Contromisure adottata da Microgame

Microgame ha dichiarato di aver adottato tempestivamente una serie di interventi di sicurezza per contenere i danni dell’attacco ransomware e ripristinare i propri servizi in tempi brevi, tutelando così i dati dei partner e degli utenti.

Dopo aver isolato i sistemi compromessi, l’azienda ha attivato il proprio piano di incident response, coinvolgendo un SOC esterno per le attività di analisi e ripristino. Microgame ha inoltre notificato la violazione al Garante per la protezione dei dati personali, come previsto dall’art. 33 del GDPR, e ha comunicato l’incidente ai partner interessati.

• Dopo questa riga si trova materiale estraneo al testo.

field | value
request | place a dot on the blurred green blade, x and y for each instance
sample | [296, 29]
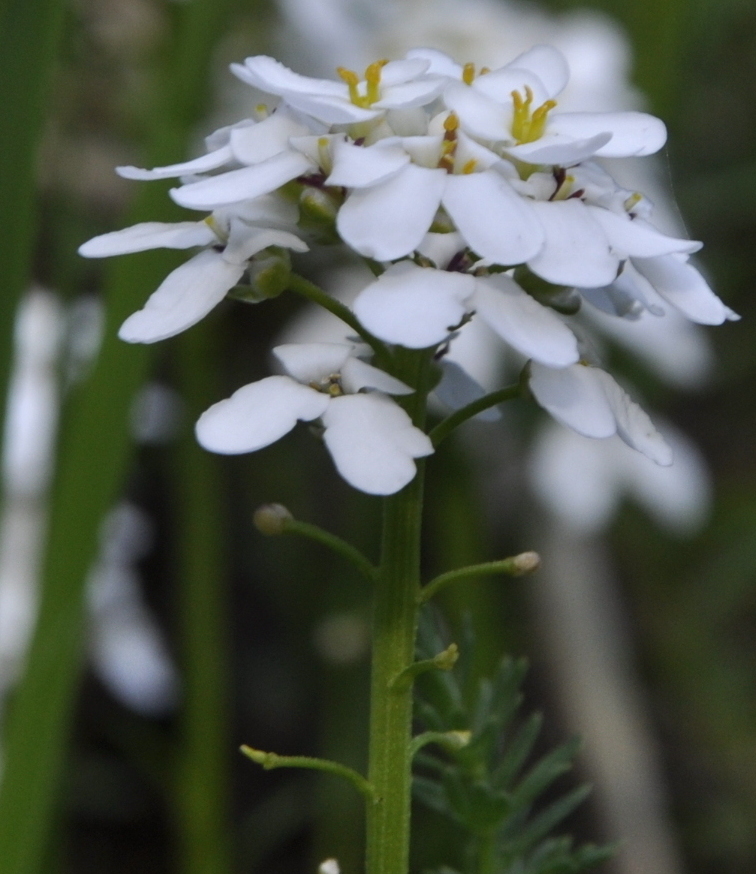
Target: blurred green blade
[29, 36]
[94, 450]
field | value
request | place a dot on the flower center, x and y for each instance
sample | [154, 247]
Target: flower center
[468, 73]
[330, 385]
[528, 125]
[449, 148]
[371, 92]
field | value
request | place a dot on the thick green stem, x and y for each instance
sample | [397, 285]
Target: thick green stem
[394, 630]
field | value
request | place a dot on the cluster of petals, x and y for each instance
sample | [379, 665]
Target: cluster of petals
[459, 181]
[371, 439]
[229, 238]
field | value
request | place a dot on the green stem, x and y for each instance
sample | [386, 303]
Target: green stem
[314, 293]
[515, 566]
[447, 425]
[394, 630]
[273, 760]
[334, 543]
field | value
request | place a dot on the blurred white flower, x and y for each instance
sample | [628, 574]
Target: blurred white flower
[583, 481]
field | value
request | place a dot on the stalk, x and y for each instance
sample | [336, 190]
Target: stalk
[395, 616]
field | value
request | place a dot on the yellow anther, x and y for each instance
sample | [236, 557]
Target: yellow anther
[529, 126]
[373, 79]
[324, 155]
[451, 123]
[352, 80]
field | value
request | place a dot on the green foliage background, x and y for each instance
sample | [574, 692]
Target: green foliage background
[89, 786]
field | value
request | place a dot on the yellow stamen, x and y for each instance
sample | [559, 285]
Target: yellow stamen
[529, 126]
[373, 79]
[352, 80]
[324, 155]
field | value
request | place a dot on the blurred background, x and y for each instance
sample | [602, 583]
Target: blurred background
[147, 630]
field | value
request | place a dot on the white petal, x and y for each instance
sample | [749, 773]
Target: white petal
[373, 442]
[149, 235]
[357, 374]
[211, 161]
[633, 424]
[258, 142]
[360, 166]
[479, 114]
[311, 362]
[548, 64]
[555, 148]
[634, 237]
[402, 71]
[183, 298]
[272, 76]
[633, 133]
[530, 328]
[417, 93]
[414, 306]
[683, 286]
[440, 63]
[245, 241]
[389, 220]
[258, 414]
[496, 222]
[576, 251]
[457, 389]
[574, 396]
[244, 184]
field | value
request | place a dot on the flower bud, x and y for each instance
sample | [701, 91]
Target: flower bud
[525, 563]
[270, 519]
[269, 273]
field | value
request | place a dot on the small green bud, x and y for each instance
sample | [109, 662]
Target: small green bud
[270, 519]
[318, 206]
[457, 740]
[525, 563]
[269, 273]
[317, 214]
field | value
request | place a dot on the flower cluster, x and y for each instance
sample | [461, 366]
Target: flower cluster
[471, 195]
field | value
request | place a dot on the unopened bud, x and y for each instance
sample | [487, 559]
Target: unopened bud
[525, 563]
[317, 213]
[271, 519]
[269, 274]
[457, 740]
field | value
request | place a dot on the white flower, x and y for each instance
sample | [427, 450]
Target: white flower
[513, 107]
[420, 307]
[588, 400]
[387, 85]
[583, 481]
[190, 291]
[371, 439]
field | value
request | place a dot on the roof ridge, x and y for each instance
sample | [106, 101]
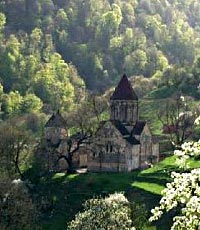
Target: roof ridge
[124, 90]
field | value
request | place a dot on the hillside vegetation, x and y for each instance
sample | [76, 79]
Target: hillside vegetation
[50, 49]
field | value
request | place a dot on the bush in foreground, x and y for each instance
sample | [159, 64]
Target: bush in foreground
[112, 212]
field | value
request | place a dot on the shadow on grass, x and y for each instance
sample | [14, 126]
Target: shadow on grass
[61, 196]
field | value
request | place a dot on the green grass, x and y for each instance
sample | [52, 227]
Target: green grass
[66, 193]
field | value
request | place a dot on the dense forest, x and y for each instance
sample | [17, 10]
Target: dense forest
[67, 56]
[51, 51]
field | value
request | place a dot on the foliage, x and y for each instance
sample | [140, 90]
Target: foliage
[100, 39]
[182, 192]
[15, 146]
[16, 206]
[111, 212]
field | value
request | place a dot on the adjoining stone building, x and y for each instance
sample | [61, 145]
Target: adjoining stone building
[123, 143]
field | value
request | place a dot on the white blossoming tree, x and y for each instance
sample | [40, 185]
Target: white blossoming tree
[183, 192]
[112, 212]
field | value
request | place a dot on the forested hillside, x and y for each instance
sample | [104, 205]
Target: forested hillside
[47, 47]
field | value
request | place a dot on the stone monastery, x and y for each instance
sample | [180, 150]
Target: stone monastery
[121, 144]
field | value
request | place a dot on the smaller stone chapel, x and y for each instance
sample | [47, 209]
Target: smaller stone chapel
[124, 142]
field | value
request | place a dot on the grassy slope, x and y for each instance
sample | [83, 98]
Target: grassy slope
[68, 192]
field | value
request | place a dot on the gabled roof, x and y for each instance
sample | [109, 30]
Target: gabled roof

I servizi di gioco online sono stati ripristinati nel corso della settimana successiva all’attacco. L’azienda ha anche annunciato il rafforzamento delle misure di sicurezza e ha assicurato che i dati legati ai saldi dei conti di gioco e alla transazioni sono rimasti al sicuro. Come gesto di fiducia verso gli utenti, ha promesso anche l’erogazione di bonus al ritorno online dei servizi. Il Garante ha riconosciuto la tempestività e l’adeguatezza delle azioni intraprese, archiviando il procedimento nel maggio 2024.

Prevenzione e difesa

Questa vicenda dimostra ancora una volta quanto data breach e ransomware siano un pericolo serio per le aziende, soprattutto quelle che gestiscono dati sensibili. Un attacco andato a segno può infatti causare danni economici, legali e reputazionali. Pertanto, sono necessari maggiori investimenti in cybersecurity da parte di aziende e imprese per prevenire queste minacce. Inoltre, si raccomanda anche di applicare le seguenti best practices di sicurezza.

  • Utilizzare password robuste per i propri account.
    Si consiglia, in particolare, di creare password lunghe e composte da lettere, numeri e caratteri speciali.
  • Implementare l’autenticazione a due fattori (2FA).
    Questa funzionalità aggiunge un ulteriore protezione ai propri account, richiedendo una verifica extra (un SMS o un codice generato da un’app) oltre alla password
  • Controllare regolarmente il proprio conto bancario.
    In questo modo è possibile individuare tempestivamente movimenti sospetti.
  • Aggiornare regolarmente programmi e sistemi.
    Gli aggiornamenti contengono spesso patch di sicurezza che vanno a correggere vulnerabilità note sfruttabili per lanciare attacchi informatici.
  • Applicare il principio del privilegio minimo in ambito aziendale.
    In questo modo si riduce la superficie di attacco in caso di accesso non autorizzato.
  • Implementare soluzioni di Intrusion Prevention System (IPS) ed Extended Detection and Response (XDR).
    Questi strumenti consentono di monitorare i sistemi digitali rilevando e bloccando potenziali minacce.